Fluorescence-activated cell sorting
HEK 293T cells (ATCC-CRL-3216) at the density of 2.5 x 105 cells /mL were seeded in a 6-well plate (Costar®, Cat. 3516) and were allowed to attach to the surface overnight. All the cells were cultured in a humidified incubator (ThermoFisher Scientific, Cat. 40878550, Herd Cell) set at 37°C with 5% CO2. The next day, mRNA (10 µg) was diluted in Opti-MEM and lipofectamine 3000 in a ratio of (1:5) and incubated for 15 min. Post-incubation, the complex mixture was added to the cells.
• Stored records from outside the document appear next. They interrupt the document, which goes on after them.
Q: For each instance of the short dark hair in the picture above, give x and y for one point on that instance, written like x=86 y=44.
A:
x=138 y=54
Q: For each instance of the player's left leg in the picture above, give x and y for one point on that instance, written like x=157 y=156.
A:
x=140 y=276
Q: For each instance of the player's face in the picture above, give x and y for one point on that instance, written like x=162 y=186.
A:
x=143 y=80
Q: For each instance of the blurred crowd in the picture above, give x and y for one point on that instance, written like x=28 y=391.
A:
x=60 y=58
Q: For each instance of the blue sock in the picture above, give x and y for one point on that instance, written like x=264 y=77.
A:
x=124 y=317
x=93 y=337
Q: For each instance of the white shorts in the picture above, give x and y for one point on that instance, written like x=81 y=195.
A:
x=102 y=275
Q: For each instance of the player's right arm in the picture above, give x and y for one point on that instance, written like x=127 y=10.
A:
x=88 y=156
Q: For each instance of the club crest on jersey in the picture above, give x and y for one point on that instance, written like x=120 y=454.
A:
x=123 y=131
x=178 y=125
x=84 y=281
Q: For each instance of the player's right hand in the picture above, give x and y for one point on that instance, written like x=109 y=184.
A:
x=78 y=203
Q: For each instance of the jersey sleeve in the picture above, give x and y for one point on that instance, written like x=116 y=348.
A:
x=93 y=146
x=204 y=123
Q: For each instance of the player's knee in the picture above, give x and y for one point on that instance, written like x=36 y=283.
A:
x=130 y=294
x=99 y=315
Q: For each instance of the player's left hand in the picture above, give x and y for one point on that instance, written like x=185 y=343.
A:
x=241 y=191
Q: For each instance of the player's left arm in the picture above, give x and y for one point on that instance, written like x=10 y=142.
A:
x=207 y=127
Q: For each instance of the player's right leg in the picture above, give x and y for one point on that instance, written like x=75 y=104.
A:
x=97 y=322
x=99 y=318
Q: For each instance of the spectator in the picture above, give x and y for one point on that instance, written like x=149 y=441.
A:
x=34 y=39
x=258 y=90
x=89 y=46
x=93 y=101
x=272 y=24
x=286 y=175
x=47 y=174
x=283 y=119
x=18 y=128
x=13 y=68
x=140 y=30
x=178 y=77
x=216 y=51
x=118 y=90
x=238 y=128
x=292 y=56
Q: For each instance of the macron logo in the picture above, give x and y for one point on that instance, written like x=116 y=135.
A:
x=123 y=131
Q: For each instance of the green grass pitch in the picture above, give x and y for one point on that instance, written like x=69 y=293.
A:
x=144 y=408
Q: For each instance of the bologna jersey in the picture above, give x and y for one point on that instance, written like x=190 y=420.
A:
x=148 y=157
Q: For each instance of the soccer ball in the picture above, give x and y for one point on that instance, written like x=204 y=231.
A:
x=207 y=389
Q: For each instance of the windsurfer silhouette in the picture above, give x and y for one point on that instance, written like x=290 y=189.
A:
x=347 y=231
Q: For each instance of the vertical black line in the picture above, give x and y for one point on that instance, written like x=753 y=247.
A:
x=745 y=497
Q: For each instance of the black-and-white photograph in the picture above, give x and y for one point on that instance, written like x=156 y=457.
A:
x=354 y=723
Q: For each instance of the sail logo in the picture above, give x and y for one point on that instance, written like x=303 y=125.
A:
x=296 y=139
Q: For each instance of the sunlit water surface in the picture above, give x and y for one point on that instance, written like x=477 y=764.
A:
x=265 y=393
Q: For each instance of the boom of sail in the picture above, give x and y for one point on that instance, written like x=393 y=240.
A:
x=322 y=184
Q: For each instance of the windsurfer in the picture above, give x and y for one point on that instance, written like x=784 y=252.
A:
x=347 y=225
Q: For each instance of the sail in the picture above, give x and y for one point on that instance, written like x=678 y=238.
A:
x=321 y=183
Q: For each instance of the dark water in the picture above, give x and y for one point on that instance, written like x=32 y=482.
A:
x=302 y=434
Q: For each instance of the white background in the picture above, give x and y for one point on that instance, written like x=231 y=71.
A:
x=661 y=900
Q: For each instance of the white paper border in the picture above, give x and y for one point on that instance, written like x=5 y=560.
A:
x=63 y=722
The media was changed after 24 h and cells were processed for FACS post 48 h of transfection24.
HEK 293T cells were detached from the surface of a 6-well plate using cell dissociation buffer (Gibco™, Cat. 13151-014), and both the cells and media were collected by centrifugation at 6000 rpm at 4°C for 10 min. The cells were washed thrice with ice-chilled PBS with 5% MACS BSA (Miltenyl Biotech, Cat. 130-091-376, FACS buffer) and blocked with Fc- blocker (4.5 µl, each sample) (BD, Cat. 564219, Pharmingen) for 30 min on ice. Fluorophore–conjugated anti-spike IgG (1:100) (A700) (R&D Biosystem, Cat. FAB105403N) was added to the cells and incubated for 45–60 min. Post-incubation, washing was done three times with FACS-buffer for 5 minutes and finally, the cells were analyzed using FACS (BD FACS Lyric™). The assay was performed twice for assurance of the data and the analysis was done using the FLOWJO (v10) single cell analysis software.